現在大明藩王的形勢,可以說越來越不好。
藩王聯盟能維持,或許對朱炫還有那麼一點的威脅,但明顯的無法維持,構不成威脅,朱炫現在要做的是分化他們,挑起他們的矛盾。
讓他們,互相內鬥。
召見朱權的原因,除了是朱炫覺得,朱權其實還有點正常,另外一個原因是要挑起朱權和那些藩王的內鬥。

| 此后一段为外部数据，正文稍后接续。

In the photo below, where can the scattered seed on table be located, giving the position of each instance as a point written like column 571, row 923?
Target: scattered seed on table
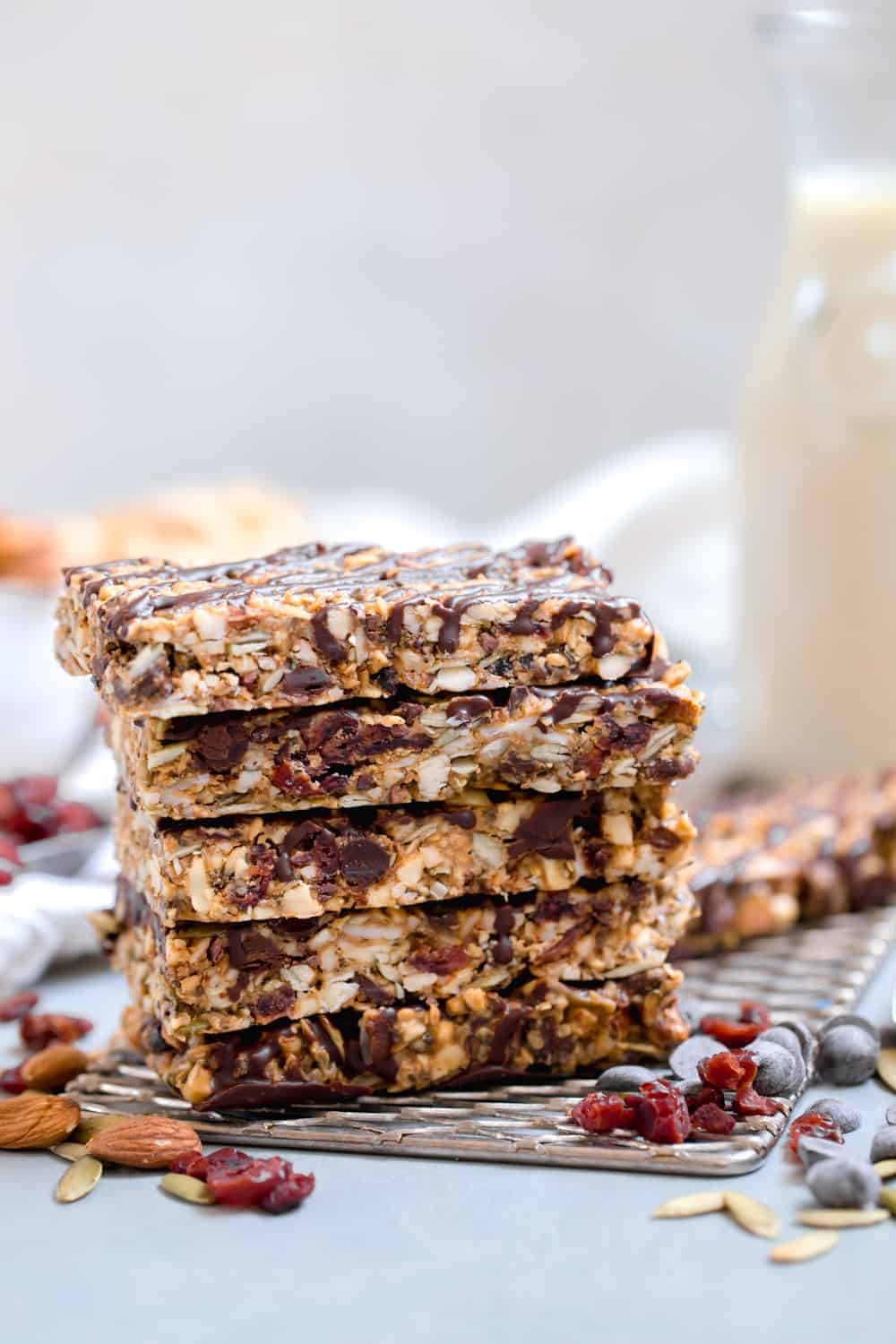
column 842, row 1217
column 751, row 1215
column 804, row 1247
column 840, row 1183
column 688, row 1206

可以預想,朱權這一次出去,一定會遭到其他藩王的質疑。
就算不用故意放出消息,不需要故意帶節奏,也足夠讓他們懷疑人生。
在得到,朱權那些情報的時候,朱炫就在謀劃這件事了。
“朕的皇叔,還不都是特彆的叛逆。”
“如果十七叔能夠回頭是岸,朕倒是可以給他一個重新再來的機會。”
“至於其他皇叔……要不最後,還是直接流放到美洲吧,能不能活下去,就看他們的能力了。”
朱炫想著未來,如何安置他們。
想方設法弄死他們,難免有點殘忍,也不符合皇爺爺對自己的要求。
說好的不會手染他們的血,不到迫不得已的時候,朱炫其實不想殺他們,但是可以流放。
“未來的事情,未來再考慮。”
朱炫想著,很快不管朱權那些破事。
他現在考慮在壽宴的時候,要不要來點表演,讓皇爺爺開心開心。
這種壽宴,必須得熱鬨。
給大家,留一個想念。
把除夕夜那些表演,放在壽宴上!
朱允熥最後便如此決定,也隻能如此做了。
——
朱權從皇宮裡離開,手裡拿著那一份聖旨,茫然不知所措。
他想了好久的削藩,好像真的削了。
聖旨上的內容,要把他的王位削了,還沒有指定誰繼承,就是沒了,從現在開始,他和朱棣一樣,是個庶人,不再是威風凜凜的寧王,以前的一切都和他沒有關係。
之前他一直擔心削藩的問題,等到真正來臨了,他很失魂落魄,一開始叫嚷著要死要活的心態,在這瞬間崩塌了,好像自己的信仰也崩了。
以前的努力,一無所有。
“怎麼辦?”
朱權問了自己一句,但自身沒有能力回答。
縱觀大明開國至今,除了被貶庶人的朱棣,朱權是第二個被貶的藩王。
失魂落魄地,回了王府。
“父王,怎麼了?”
長子朱盤烒看到自己父親狀態不對,擔心地問。
朱權把聖旨往桌麵一放,低聲道:“從現在開始,我們就是庶人了,陛下把我們一刀削了。”
“什麼?”
朱盤烒震驚地瞪大雙眼。
他還想著,未來繼承王位,過上逍遙的生活,以及做出一番大事。
“父王,你開玩笑的吧?”
朱盤烒緊張地問。
怎麼可能,他們要成為庶人。
他還沒繼承王位,什麼都還沒享受,沒辦法接受這一事實。
朱權拍了拍桌麵的聖旨,無奈道:“聖旨在這裡了,還有什麼不可能?唉……我拚了命地要改變,卻沒想到,最後什麼都改變不了,還把自己的未來搭進去,嗬……你說,這是諷刺嗎?”
朱盤烒驚了,也看到了聖旨。
匆忙翻開一看,清楚地看到,聖旨上的內容,就是要把寧藩給削了,朱權從現在開始,不再是藩王,而是一個庶人,是大明最普通的庶人。
一時之間,朱盤烒如遭雷轟,整個人癱坐在椅子上。
他不再是藩王的兒子,以前擁有的所有特權,全部要沒了,曾經的富貴,也都成了過眼雲煙。
“父王,你怎麼能得罪陛下啊?”
朱盤烒快哭了,打開聖旨看了一遍又一遍。